The Attorneys General allege that Google’s circumvention of Safari's default privacy settings for blocking third-party cookies violates state consumer protection and related computer privacy laws. The States claim that Google failed to inform Safari users that it was circumventing their privacy settings and that Google’s earlier representation that third-party cookies were blocked for Safari users was misleading. In order to resolve these allegations, Google has agreed to pay the Attorneys General $17 million and has also agreed to injunctive relief that requires it to do the following:

● Not deploy the type of code used in this case to override a browser’s cookie blocking settings without the consumer’s consent unless it is necessary to do so in order to detect, prevent or otherwise address fraud, security or technical issues.
● Not misrepresent or omit material information to consumers about how they can use any particular Google product, service, or tool to directly manage how Google serves advertisements to their browsers.
● Improve the information it gives consumers regarding cookies, their purpose, and how the cookies are managed by consumers using Google’s products or services and tools.
● Maintain systems designed to ensure the expiration of the third-party cookies set on Safari Web browsers while their default settings had been circumvented.
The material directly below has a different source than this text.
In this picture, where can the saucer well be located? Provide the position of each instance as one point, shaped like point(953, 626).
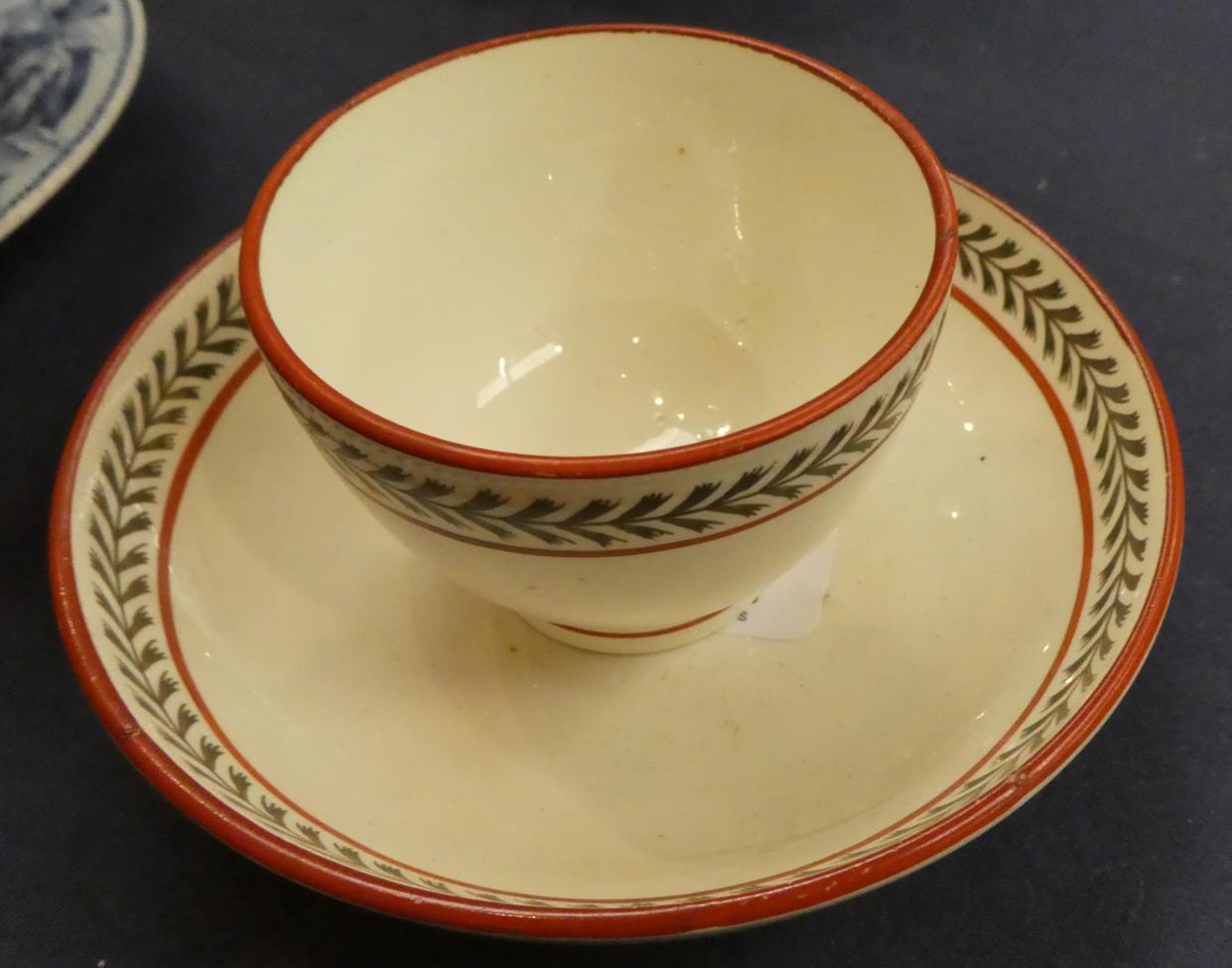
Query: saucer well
point(67, 70)
point(291, 679)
New York was a member of a 10-state executive committee, which also included Connecticut, Florida, Illinois, Ohio, Maryland, New Jersey, Texas, Vermont and Washington. The multistate agreement also included the Offices of the Attorney General of Alabama, Arizona, Arkansas, California, District of Columbia, Indiana, Iowa, Kansas, Kentucky, Maine, Massachusetts, Michigan, Minnesota, Mississippi, Nebraska, Nevada, New Mexico, North Carolina, North Dakota, Oklahoma, Oregon, Pennsylvania, Rhode Island, South Carolina, South Dakota, Tennessee, Virginia, and Wisconsin.

Assistant Attorney General Clark Russell represented New York in the multistate investigation, under the supervision of Executive Deputy Attorney General of Economic Justice Karla G. Sanchez.